I thoroughly loved Anne with an E season 1, but having watched season 2, with the message of “widened horizons of love” the writer is so evidently trying to force on the viewers, I cannot support or watch this show any longer. It pains me that entertainment is pushing so desperately a subject of having so called “narrow minded thinking” when it comes to opposite sex love; but somehow having same sex love is “widened thinking” – “having so many more: “possibilities” as Anne puts it in this season 2. – Stressing, and I would go as far as to say, forcing an idea onto the audience that “opposite sex attraction is: old way of thinking, that’s narrow” and “same sex attraction is: the new way, that’s not only wider, but better and more freeing.” We’ll let me ask you this: Are you really free if an idea has been pushed or forced on you?
I would like to propose this so called “adapted, adaptation” of our treasured Anne Shirley, that the writer has written, is not only pushing their way of thinking, but forcing it upon you.
This is absolutely devastating for our young viewers, when they are at such an impressionable age, and now are being pushed so hard to own a belief system that declares: “to adopt same sex attraction, is to adapt, as well as own a wider, better and free world view”. As if to say, “you’re not only narrow minded, but also not as free with opposite sex attraction.”
It breaks my heart what they, as the writers have done with our beloved childhood classic, and how, I believe they have totally dishonored one of our highly respected L.M. Montgomery’s life work.
I just read the original book.

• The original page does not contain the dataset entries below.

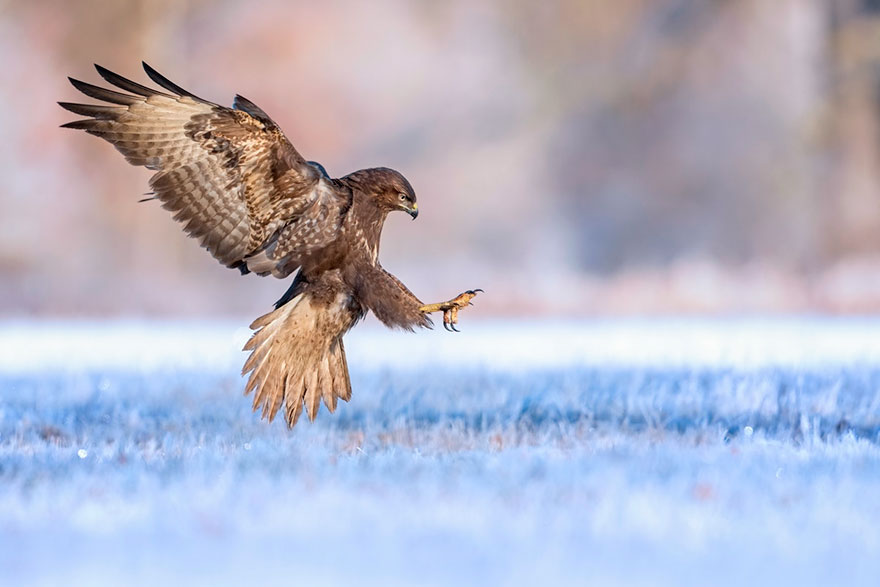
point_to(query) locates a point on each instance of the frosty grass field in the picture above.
(653, 452)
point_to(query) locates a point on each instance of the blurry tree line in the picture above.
(572, 140)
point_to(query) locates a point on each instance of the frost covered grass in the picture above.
(662, 452)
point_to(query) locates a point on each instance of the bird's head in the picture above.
(388, 189)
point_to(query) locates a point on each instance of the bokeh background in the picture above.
(571, 157)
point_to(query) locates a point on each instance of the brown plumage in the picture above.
(238, 186)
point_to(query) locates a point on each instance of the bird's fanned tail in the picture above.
(293, 361)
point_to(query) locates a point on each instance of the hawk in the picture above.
(239, 187)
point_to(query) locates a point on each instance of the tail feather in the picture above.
(297, 359)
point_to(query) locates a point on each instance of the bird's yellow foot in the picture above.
(450, 309)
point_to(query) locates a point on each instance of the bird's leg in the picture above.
(450, 309)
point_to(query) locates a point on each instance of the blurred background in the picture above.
(573, 157)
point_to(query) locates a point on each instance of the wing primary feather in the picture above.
(126, 84)
(104, 94)
(167, 83)
(245, 105)
(95, 110)
(87, 125)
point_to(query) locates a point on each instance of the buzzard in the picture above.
(239, 187)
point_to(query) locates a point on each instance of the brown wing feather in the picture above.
(232, 178)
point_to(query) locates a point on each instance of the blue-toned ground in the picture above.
(651, 452)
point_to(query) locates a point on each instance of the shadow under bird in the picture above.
(238, 186)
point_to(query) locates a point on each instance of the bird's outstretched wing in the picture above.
(228, 174)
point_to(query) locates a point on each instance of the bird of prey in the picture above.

I see why people remember it with such fond loyalty. However, I think the version now streaming on Netflix is well done and perfect for today’s young people. Young people (and old people like me) are free to enjoy either the written or the adapted version, or both. No one is forcing either on anyone.
Thank you for voicing your thoughtful comments. I hope your voice can be heard loud and clear 🙂
The message to youth isn’t that they should adopt same sex attraction. The message is that different isn’t bad… it’s just not the same. You see people being bullied throughout the show for being different, and the message is that’s not OK on any level, not just with same sex attraction. Anne is teased for having red hair and that’s different, but not bad. Anne is ostracized for being an orphan, and that’s different but not bad. Ms. Stacey is whispered about because she wears slacks and doesn’t wear a corset. That’s different… but not bad. Bash is refused service because he’s black. He’s different. Definitely not bad. And, yes, Cole and Aunt Josephine are gay. Should they be carted off to jail (since it was illegal at the time) for being different? Nope. It’s not bad to be not the same. The message is be true to your heart. Let your light shine. And let your neighbor’s light shine too even if it’s a different color than yours. It’s OK to be different. Difference is humanity’s strength! It’s a beautiful message for children.